横顔が特徴的。なんでそんなに目くじらを立てなきゃならんかったのか、やっぱり、よく分からん。社交界は”謎の世界”なんだな、一般庶民には。
そういえば、むかし、師匠がヨーロッパに行って、メビウスやらシュイッテンらと初めて交流を持ったときに、帰ってきてから盛んに、
「向こうのやつらは、生まれ以外のほかのこと、たとえば才能とか、事業とかで成り上がった者を軽蔑するような態度をとるんでムカつく!」
みたいな事を言ってたな。要するに、そういうことなんだ。
ホントは、少年の頭部を描いた魅力的な絵があって、ここに置きたかったんだけど。
どこかで見た事があるんだけど、ネットで調べても分からない。>教えて、知ってる方。
少年少女がうまい画家は最高だ。おそらく人生の一番琴線にふれる部分を忘れていないんだ。誤解を恐れずに言えば、人生は子供の時代を送るためにあるって言う人がいるくらいだからね。荒波の中を潜り抜けてゆがむ前の、神に祝福されたままの姿に、不安とか傲慢とか不遜とか無垢とか、恥じらいとかいろんな宝ものが入ってる。

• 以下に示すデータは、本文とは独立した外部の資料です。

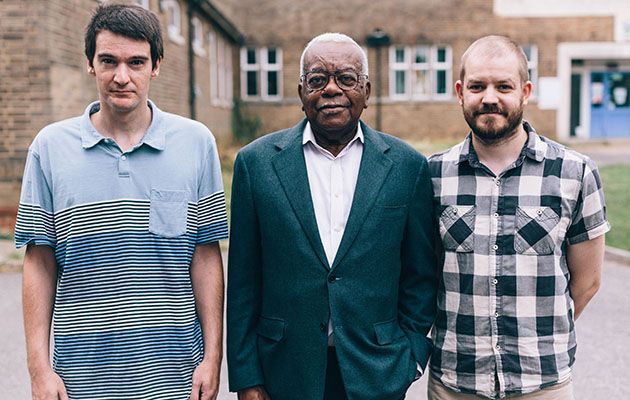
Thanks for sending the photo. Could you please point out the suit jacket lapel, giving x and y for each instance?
(375, 166)
(290, 167)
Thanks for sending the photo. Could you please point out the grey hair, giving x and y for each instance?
(336, 38)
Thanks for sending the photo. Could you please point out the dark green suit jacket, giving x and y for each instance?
(379, 292)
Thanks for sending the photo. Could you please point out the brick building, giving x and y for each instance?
(249, 50)
(43, 72)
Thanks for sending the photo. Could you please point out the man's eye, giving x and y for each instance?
(347, 79)
(316, 80)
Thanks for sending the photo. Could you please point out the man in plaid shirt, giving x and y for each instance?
(522, 223)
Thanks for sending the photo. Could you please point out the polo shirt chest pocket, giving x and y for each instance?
(535, 230)
(457, 225)
(168, 212)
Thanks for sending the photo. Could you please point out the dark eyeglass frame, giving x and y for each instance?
(335, 76)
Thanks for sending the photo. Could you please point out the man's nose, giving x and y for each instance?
(121, 75)
(331, 88)
(490, 96)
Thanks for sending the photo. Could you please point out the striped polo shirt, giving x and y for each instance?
(124, 226)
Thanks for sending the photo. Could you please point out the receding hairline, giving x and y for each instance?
(334, 37)
(495, 46)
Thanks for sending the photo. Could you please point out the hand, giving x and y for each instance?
(205, 381)
(47, 385)
(254, 393)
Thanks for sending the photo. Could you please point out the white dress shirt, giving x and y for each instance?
(332, 181)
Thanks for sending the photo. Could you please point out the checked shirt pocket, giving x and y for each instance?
(457, 224)
(168, 212)
(535, 230)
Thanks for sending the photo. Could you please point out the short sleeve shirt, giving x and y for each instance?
(504, 307)
(124, 226)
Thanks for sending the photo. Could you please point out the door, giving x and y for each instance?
(610, 104)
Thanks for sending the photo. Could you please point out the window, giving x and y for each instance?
(197, 34)
(174, 28)
(220, 71)
(420, 72)
(261, 73)
(143, 3)
(531, 51)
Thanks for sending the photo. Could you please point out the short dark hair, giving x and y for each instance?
(127, 20)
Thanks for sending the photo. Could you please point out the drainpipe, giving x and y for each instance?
(378, 39)
(192, 92)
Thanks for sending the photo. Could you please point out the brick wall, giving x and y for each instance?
(43, 78)
(455, 23)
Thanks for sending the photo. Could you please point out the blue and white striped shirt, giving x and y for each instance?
(124, 226)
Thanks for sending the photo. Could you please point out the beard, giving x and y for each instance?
(491, 129)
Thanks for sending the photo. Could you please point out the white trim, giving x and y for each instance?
(602, 51)
(430, 66)
(261, 67)
(174, 24)
(197, 34)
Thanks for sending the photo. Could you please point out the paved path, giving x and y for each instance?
(603, 356)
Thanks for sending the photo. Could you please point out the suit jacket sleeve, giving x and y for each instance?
(244, 284)
(418, 280)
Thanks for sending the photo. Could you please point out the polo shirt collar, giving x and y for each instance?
(154, 137)
(535, 148)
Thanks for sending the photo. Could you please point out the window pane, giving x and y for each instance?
(400, 82)
(251, 56)
(272, 83)
(441, 82)
(421, 84)
(441, 54)
(421, 55)
(271, 56)
(252, 83)
(400, 54)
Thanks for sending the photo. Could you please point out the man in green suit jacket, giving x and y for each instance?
(332, 271)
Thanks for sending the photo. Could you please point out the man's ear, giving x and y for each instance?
(156, 68)
(90, 67)
(459, 89)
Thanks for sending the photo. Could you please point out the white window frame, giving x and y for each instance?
(262, 66)
(174, 24)
(197, 34)
(221, 79)
(408, 66)
(532, 66)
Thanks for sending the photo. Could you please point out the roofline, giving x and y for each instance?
(221, 21)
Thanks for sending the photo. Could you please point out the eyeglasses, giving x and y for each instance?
(346, 79)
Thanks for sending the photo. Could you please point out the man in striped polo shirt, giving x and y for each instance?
(522, 223)
(122, 209)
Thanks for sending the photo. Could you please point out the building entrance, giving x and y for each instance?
(610, 104)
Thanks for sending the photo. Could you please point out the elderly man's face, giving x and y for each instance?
(332, 111)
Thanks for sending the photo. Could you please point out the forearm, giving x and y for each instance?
(585, 261)
(39, 283)
(207, 279)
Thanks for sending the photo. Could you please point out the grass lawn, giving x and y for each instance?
(617, 191)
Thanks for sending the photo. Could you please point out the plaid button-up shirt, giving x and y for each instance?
(504, 307)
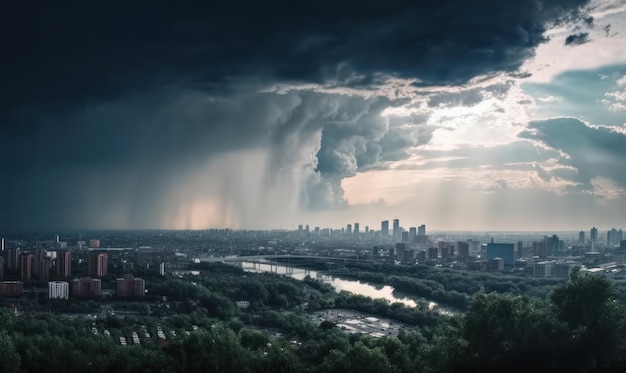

でも、それが、少数派の意見であったうちはよかったけど、今の時代はそこにしか価値がないように思い込んでいる、「若さ偏重」主義者が大多数の軽薄な時代になっちゃった。持っているものは、それをひけらかし、駆使できる老獪さを身に着けているものが幅を利かし、自分をマテリアルとしておもちゃにできる柔軟さを若いうちから獲得することが普通になってきた。情報にさらされて、猛烈なスピードで老成してしまうんだね。
そんな生まれながらの財産を、努力や忍耐によって違う価値のものと置き換えてゆくのが人生だとしたら、今は、置き換えるのを拒んで後生大事に持ってる連中があふれている。それは生ものですよ?交換期日が迫ってます。いつまでも大事にしていても、変質しちゃうんだからね。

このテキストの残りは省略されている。